‘A ressurreição, que estamos prestes a enfrentar, deveria orientar o olhar de cada crente para o futuro, rumo àquele momento em que a morte será vencida. Deste mistério nasce a tradição cristã, da qual deriva a concepção do tempo nas sociedades ocidentais, que em seguida se tornou também uma sua medida aceite pelo mundo inteiro : um tempo que, a partir da encarnação, se move de forma linear rumo ao futuro, à ressurreição.
Nunca como hoje é necessário dirigir os nossos olhares para essa direção : a secularização, acompanhada por um aumento da idade média nunca antes registado no mundo ocidental, fez com que esta concepção progressiva do tempo seja ofuscada, ou até esquecida. O futuro como dimensão longínqua na qual pensar está a desaparecer, os objetivos que nos interessam estão sempre muito próximos : as eleições eminentes, as mudanças ecológicas e biotecnológicas imediatas e não o seu efeito a longo prazo.

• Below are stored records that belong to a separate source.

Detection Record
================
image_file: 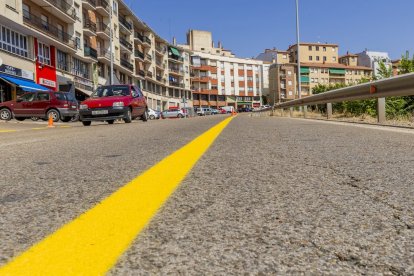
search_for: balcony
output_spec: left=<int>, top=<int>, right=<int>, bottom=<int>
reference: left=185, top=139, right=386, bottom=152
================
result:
left=170, top=81, right=184, bottom=88
left=142, top=36, right=151, bottom=47
left=97, top=48, right=111, bottom=62
left=121, top=58, right=134, bottom=71
left=23, top=11, right=76, bottom=49
left=119, top=37, right=133, bottom=52
left=83, top=45, right=98, bottom=59
left=82, top=0, right=96, bottom=10
left=96, top=22, right=111, bottom=40
left=33, top=0, right=76, bottom=24
left=168, top=67, right=184, bottom=75
left=83, top=18, right=96, bottom=36
left=135, top=50, right=145, bottom=60
left=134, top=32, right=144, bottom=42
left=96, top=0, right=111, bottom=16
left=145, top=54, right=152, bottom=63
left=118, top=16, right=132, bottom=33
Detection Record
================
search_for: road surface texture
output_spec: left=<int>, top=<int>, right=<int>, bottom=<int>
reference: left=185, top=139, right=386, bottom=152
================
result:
left=0, top=115, right=414, bottom=275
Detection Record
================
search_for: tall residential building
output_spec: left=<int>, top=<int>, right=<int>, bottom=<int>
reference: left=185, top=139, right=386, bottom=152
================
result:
left=357, top=50, right=392, bottom=77
left=269, top=43, right=372, bottom=103
left=0, top=0, right=192, bottom=109
left=182, top=30, right=263, bottom=108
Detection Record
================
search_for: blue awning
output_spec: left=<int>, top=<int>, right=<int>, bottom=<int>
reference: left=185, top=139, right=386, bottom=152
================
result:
left=0, top=74, right=50, bottom=92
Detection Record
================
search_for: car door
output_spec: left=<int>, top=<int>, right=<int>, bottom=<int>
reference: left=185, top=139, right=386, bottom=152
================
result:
left=13, top=93, right=36, bottom=117
left=32, top=92, right=50, bottom=117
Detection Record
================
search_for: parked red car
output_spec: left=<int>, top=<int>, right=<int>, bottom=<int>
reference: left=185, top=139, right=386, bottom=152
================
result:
left=0, top=92, right=78, bottom=122
left=79, top=84, right=148, bottom=126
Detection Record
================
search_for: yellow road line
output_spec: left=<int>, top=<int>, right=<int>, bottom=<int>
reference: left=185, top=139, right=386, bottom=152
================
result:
left=0, top=118, right=232, bottom=275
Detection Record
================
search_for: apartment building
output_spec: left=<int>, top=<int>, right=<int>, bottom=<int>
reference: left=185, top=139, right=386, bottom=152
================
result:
left=0, top=0, right=192, bottom=110
left=269, top=43, right=372, bottom=103
left=182, top=30, right=263, bottom=108
left=357, top=50, right=392, bottom=77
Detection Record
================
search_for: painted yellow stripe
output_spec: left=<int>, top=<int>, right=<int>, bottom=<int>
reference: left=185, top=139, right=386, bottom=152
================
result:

Não acreditando na ressurreição estamos a tornar-nos míopes e pouco interessados no que acontecerá depois de nós. A Igreja que vive num tempo milenário, não pode aderir a esta visão limitada : está ciente de que estamos a caminho da ressurreição, e olha para os fenômenos que acontecem com uma atenção diferente. Sobre esta questão o arcebispo Silvano Tomasi ofereceu um ensaio perspicaz e incisivo no discurso pronunciado em Genebra a 17 de Março passado no Conselho para os direitos do homem, organismo das Nações Unidas.
Tomasi focalizou a sua atenção sobre as crianças vítimas dos conflitos, mas não para acrescentar difamação à difamação, denúncia à denúncia, para a dor e o sofrimentos que, como sabemos todos, lhe são infligidos : o representante do Papa convidou a dirigir o olhar para o futuro, para as vidas miseráveis que estas ‘crianças fantasmas’ deverão enfrentar. Definidas deste modo porque como os refugiados não têm documentos, desprovidas portanto da possibilidade de frequentar a escola – que muitas vezes funciona em línguas que não conhecem – e privadas inclusive das suas famílias, desmembradas na fuga e nunca reconstituída.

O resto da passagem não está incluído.